When the hospital staff failed to get a usable image of Peyton, Chris took out his phone and snapped a photo of his child in his hand.

The black and white image changed everything.

Surviving on faith

When the Shorts arrived in Bluffton six years ago, Chris didn’t have a job and money was tight. They survived on faith.

It was the same faith that took them from LSU to Athens, Ga., to Birmingham, Ala., and Greenville, S.C., and even up to Baltimore, Md., as Chris sought the right job to provide for his family.

Soon after the family moved to Bluffton, Chris landed a job delivering medical supplies. Some deliveries went to gated communities. Others went to homes where he could see through the floor to the dirt underneath. He traveled the unpaved roads of Hilton Head Island and the back roads of Bluffton, seeing the poor neighborhoods many tourists don’t.

He felt God pulling him. And he told his wife everything he saw in his travels.

“He began to show me,” Deborah said. “I had driven by but I hadn’t seen it like he saw it.”

They spent years “chasing money” across the United States to ensure their children had all they needed. But now they felt a pull that felt stronger than the need to simply work to pay bills.

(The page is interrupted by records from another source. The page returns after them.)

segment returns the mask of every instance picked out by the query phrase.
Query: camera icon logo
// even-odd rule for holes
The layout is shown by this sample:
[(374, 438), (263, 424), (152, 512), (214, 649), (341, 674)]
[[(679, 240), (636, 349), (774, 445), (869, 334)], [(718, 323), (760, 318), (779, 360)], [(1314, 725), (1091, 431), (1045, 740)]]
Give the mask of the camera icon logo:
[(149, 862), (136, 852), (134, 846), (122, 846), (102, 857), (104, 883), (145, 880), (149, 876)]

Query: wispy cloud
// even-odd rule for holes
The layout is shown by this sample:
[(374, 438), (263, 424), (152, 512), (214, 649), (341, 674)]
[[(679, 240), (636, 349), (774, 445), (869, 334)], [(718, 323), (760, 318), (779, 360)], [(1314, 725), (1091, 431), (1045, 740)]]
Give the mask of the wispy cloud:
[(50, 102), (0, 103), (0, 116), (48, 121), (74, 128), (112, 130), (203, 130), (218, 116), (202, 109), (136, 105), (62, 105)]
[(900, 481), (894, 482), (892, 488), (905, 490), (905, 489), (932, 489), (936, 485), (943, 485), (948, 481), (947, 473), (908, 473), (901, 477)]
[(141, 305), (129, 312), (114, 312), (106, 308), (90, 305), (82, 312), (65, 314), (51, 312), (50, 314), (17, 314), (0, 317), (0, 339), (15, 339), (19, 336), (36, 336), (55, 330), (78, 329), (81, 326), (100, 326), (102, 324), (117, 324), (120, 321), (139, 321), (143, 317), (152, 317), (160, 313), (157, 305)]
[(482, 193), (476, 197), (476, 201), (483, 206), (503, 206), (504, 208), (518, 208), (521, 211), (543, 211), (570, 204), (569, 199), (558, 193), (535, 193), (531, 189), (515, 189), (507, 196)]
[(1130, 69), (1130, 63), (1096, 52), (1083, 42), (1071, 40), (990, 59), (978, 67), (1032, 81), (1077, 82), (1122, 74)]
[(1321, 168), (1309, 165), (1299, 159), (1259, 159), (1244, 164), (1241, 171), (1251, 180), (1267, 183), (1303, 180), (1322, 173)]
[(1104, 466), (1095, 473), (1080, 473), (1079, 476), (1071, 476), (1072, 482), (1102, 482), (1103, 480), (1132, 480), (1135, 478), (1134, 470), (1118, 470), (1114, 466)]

“At the end of the day, it’s not just about money,” she said. “We’re made for something more.”

They decided to do missionary work. They even researched a township outside Cape Town, South Africa.

Like the Lowcountry, it’s home to the very rich and the very poor. Unlike Beaufort County, Cape Town is home to roughly one million inhabitants.

They did their research. They knew they could make a difference there, even if it was small.

And then Deborah got pregnant.

Discovery through Their grief

In the weeks and months after Peyton’s death, Chris found refuge in photography.

Every family beach outing included his waterproof camera phone. Add the right moment with the right lighting, and he could walk away with a breathtaking image.

Throw in a tweak from an app on his phone, and it could even resemble a pencil drawing.

Feedback on photos he shared through social media gave him the encouragement to continue. Some of his images posted to The Island Packet’s Facebook page garnered more than 400 likes apiece. He even created a fan page — “Pluff Mud Photography” — to share his latest work.

Chris believes the loss of Peyton, as painful as it was, helped him realize his gift.

“He helped unlock in me something I’m decent at and will allow us to do missions,” he said. “We never wavered in going to Africa.”

And now, after a year of processing the family’s loss, his gift is going to help them fund their trip.

A gallery showing of Chris’s work was on display through the end of April at Lowcountry Community Church, where the family attends. He hopes others interested in their own prints will contact him through his photography Facebook page.

Going where God calls them

While their trip is currently set for a two- to three-year commitment, they describe their South Africa mission as “indefinite.”

“We may never come back,” Deborah said of the family of six. “We don’t really know. But our hearts’ desire is to stay in ministry.”

Chris said God used Bluffton to change him and open his eyes to those less fortunate. And Peyton showed him how he could help others.

“We moved here six years ago,” he said. “I didn’t have a job. Bluffton has changed my state of mind. Moving to Bluffton led to going to South Africa.”

They hope to share their struggles with those they meet in Cape Town and show them there is hope. And Chris plans to use donated phones and cameras to teach the local children how to document their own lives, perhaps unlocking their own hidden talent for photography.

The Shorts are Louisiana natives but have grown to call the Lowcountry home. So why pack up and travel nearly 8,000 miles to a new home, new country and new way of life?

Deborah answers with conviction.

“We had to go where God was sending us.”